3.加载system/build.prop和vendor/build.prop的先后顺序是什么?如果system/build.prop
中有一个ro属性,同样在vendor/build.prop也有一个,最后会以谁的值为准?
分析
注:参考Android 8.1系统
代码路径
system/core/init/
init.cpp
property_service.cpp
system/core/libcutils
properties.cpp
bionic/libc/bionic/
system_properties.cpp
bionic/libc/include/sys/
_system_properties.h
frameworks/base/core/java/android/os/
SystemProperties.java
frameworks/base/core/jni/
android_os_SystemProperties.cpp
过程
system/core/init/init.cpp
int main(int argc, char** argv) {
······
property_init();
······
// Propagate the kernel variables to internal variables
// used by init as well as the current required properties.
export_kernel_boot_props();
// Make the time that init started available for bootstat to log.
property_set("ro.boottime.init", getenv("INIT_STARTED_AT"));
property_set("ro.boottime.init.selinux", getenv("INIT_SELINUX_TOOK"));
······
property_load_boot_defaults();
export_oem_lock_status();
start_property_service();
······
ActionManager& am = ActionManager::GetInstance();
ServiceManager& sm = ServiceManager::GetInstance();
Parser& parser = Parser::GetInstance();
parser.AddSectionParser("service", std::make_unique(&sm));
parser.AddSectionParser("on", std::make_unique(&am));
parser.AddSectionParser("import", std::make_unique(&parser));
std::string bootscript = GetProperty("ro.boot.init_rc", "");
if (bootscript.empty()) {
parser.ParseConfig("/init.rc");
parser.set_is_system_etc_init_loaded(
parser.ParseConfig("/system/etc/init"));
parser.set_is_vendor_etc_init_loaded(
parser.ParseConfig("/vendor/etc/init"));
parser.set_is_odm_etc_init_loaded(parser.ParseConfig("/odm/etc/init"));
} else {
parser.ParseConfig(bootscript);
parser.set_is_system_etc_init_loaded(true);
parser.set_is_vendor_etc_init_loaded(true);
parser.set_is_odm_etc_init_loaded(true);
}
······
// Don't mount filesystems or start core system services in charger mode.
std::string bootmode = GetProperty("ro.bootmode", "");
if (bootmode == "charger") {
am.QueueEventTrigger("charger");
} else {
am.QueueEventTrigger("late-init");//这里是启动zygote进程的指令
}
}
在init的main函数中,初始化property_init的地方早于加载init.rc的地方,同时,
start_property_service()的地方也比加载init.rc的地方早很多。
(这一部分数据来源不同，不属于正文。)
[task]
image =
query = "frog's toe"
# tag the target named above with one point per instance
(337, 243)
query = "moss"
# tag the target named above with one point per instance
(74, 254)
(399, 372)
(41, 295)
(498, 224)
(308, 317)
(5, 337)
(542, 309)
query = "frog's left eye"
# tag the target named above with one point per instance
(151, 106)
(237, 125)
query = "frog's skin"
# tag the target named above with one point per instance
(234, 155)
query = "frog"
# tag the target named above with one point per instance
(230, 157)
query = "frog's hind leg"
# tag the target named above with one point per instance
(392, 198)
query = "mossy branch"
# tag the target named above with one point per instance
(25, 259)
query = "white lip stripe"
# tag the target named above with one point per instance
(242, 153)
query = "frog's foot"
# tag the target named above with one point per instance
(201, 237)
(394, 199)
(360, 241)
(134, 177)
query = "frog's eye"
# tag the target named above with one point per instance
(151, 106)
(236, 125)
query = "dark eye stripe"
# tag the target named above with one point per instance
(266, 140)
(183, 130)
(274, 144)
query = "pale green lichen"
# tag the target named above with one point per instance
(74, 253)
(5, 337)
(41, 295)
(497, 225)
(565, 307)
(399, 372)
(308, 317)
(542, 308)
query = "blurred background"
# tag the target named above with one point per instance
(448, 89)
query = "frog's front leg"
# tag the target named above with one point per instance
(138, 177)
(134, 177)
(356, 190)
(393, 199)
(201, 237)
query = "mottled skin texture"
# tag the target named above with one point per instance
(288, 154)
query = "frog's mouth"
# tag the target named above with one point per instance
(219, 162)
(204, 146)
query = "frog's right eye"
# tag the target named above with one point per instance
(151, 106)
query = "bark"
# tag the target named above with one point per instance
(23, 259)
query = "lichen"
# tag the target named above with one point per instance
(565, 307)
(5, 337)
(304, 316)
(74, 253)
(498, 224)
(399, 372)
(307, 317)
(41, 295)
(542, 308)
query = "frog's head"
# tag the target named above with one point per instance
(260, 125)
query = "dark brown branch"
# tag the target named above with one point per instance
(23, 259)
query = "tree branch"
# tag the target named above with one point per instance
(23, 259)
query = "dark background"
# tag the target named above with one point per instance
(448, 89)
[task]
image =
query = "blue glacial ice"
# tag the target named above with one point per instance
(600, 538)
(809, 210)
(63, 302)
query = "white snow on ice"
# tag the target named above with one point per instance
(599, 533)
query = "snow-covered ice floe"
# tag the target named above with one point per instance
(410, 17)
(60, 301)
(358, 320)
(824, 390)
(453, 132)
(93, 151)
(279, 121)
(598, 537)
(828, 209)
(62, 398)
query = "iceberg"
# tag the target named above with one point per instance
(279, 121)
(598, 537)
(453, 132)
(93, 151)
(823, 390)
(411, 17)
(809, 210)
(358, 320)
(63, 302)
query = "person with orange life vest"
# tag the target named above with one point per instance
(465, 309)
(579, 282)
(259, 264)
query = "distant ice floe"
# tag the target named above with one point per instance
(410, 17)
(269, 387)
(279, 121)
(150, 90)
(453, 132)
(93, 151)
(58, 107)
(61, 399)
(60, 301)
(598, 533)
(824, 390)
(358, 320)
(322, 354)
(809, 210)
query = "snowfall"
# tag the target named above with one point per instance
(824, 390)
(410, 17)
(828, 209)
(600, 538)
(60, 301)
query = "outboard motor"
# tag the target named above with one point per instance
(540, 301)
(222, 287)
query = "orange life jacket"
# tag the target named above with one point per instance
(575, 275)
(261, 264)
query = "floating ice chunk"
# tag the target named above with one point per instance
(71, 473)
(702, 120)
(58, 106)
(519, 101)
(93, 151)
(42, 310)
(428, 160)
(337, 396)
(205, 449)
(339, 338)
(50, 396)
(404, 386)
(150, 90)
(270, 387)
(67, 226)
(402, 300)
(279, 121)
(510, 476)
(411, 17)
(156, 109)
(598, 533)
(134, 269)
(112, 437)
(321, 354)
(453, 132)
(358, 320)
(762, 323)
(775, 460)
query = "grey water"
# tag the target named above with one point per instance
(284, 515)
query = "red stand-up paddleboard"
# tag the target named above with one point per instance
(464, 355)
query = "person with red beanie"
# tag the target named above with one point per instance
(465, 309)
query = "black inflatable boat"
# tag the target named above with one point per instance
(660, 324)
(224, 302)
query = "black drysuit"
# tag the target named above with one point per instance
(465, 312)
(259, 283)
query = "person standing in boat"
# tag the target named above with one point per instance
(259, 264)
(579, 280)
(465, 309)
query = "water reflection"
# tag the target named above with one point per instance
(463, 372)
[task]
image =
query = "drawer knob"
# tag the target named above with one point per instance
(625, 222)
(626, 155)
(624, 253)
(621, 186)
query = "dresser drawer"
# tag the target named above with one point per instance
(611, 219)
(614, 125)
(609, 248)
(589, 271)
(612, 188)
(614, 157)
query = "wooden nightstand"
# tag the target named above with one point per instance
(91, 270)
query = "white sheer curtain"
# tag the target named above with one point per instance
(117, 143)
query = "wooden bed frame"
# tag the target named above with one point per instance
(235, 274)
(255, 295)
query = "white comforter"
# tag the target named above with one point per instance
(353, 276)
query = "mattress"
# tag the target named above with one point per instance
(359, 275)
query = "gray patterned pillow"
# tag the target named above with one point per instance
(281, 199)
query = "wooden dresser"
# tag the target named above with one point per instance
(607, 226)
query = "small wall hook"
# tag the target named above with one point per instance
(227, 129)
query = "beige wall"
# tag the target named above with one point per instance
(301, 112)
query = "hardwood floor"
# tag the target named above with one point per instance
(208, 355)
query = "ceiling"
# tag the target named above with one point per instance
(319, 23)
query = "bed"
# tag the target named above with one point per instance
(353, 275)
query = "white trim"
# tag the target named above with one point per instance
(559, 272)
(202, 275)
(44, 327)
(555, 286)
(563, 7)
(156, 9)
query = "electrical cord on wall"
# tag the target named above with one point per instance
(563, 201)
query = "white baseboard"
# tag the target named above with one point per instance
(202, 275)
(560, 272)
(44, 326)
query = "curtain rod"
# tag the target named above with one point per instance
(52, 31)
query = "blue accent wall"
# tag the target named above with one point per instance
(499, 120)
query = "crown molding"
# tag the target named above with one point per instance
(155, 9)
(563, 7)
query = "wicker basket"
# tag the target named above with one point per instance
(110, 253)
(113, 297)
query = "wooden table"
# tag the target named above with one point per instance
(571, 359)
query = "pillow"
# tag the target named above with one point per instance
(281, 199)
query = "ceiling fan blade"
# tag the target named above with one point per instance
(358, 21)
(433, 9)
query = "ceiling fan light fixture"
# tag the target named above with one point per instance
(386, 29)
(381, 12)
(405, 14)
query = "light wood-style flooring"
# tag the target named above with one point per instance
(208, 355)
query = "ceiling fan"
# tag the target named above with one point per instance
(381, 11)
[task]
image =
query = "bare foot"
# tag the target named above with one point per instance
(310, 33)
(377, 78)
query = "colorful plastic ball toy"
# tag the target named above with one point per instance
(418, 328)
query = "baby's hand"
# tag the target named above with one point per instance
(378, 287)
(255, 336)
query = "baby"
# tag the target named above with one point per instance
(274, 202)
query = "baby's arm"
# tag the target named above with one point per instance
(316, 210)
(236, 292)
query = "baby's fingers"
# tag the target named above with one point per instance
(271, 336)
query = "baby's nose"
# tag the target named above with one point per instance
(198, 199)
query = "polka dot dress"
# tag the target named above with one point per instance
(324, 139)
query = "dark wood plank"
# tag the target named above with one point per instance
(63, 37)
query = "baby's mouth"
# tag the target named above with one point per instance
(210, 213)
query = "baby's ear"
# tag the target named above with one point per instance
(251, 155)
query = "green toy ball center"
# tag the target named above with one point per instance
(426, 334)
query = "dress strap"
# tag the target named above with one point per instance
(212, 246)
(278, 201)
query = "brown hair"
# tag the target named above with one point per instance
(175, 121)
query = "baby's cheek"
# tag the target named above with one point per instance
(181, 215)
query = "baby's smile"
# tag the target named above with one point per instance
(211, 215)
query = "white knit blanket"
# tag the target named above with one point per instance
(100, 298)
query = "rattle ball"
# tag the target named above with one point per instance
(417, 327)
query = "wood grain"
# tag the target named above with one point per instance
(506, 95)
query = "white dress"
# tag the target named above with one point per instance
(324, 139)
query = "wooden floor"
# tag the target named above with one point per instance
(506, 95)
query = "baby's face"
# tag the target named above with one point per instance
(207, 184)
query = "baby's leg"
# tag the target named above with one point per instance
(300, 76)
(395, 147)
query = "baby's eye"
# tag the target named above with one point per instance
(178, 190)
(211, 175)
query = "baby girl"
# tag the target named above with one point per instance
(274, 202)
从这里,可以看出,
属性服务比zygote进程起来的早,所以,可以被system_server进程随时调用。
其实,换一个思路看,单纯看init.rc,也是可以知道的,如下:
system/core/rootdir/init.rc
on zygote-start && property:ro.crypto.state=unencrypted
这里就判断了属性,这就代表属性服务早于zygote的启动。
这里重点一下start_property_service():
void start_property_service() {
property_set("ro.property_service.version", "2");
property_set_fd = CreateSocket(PROP_SERVICE_NAME, SOCK_STREAM | SOCK_CLOEXEC | SOCK_NONBLOCK,
false, 0666, 0, 0, nullptr, sehandle);//1
if (property_set_fd == -1) {
PLOG(ERROR) << "start_property_service socket creation failed";
exit(1);
}
listen(property_set_fd, 8);//2
register_epoll_handler(property_set_fd, handle_property_set_fd);//3
}
注释1:创建非阻塞(SOCK_NONBLOCK)的socket
注释2:a.调用listen函数对property_set_fd进行监听,这样创建的socket就成为了server,也就是属性服务;
b.listen函数的第二个参数设置8,意味着属性服务最多可以同时为8个试图设置属性的用户提供服务。
注释3:将property_set_fd放入了epoll句柄中,用epoll来监听property_set_fd:当property_set_fd中有数据到来时,init进程将用handle_property_set_fd函数进行处理。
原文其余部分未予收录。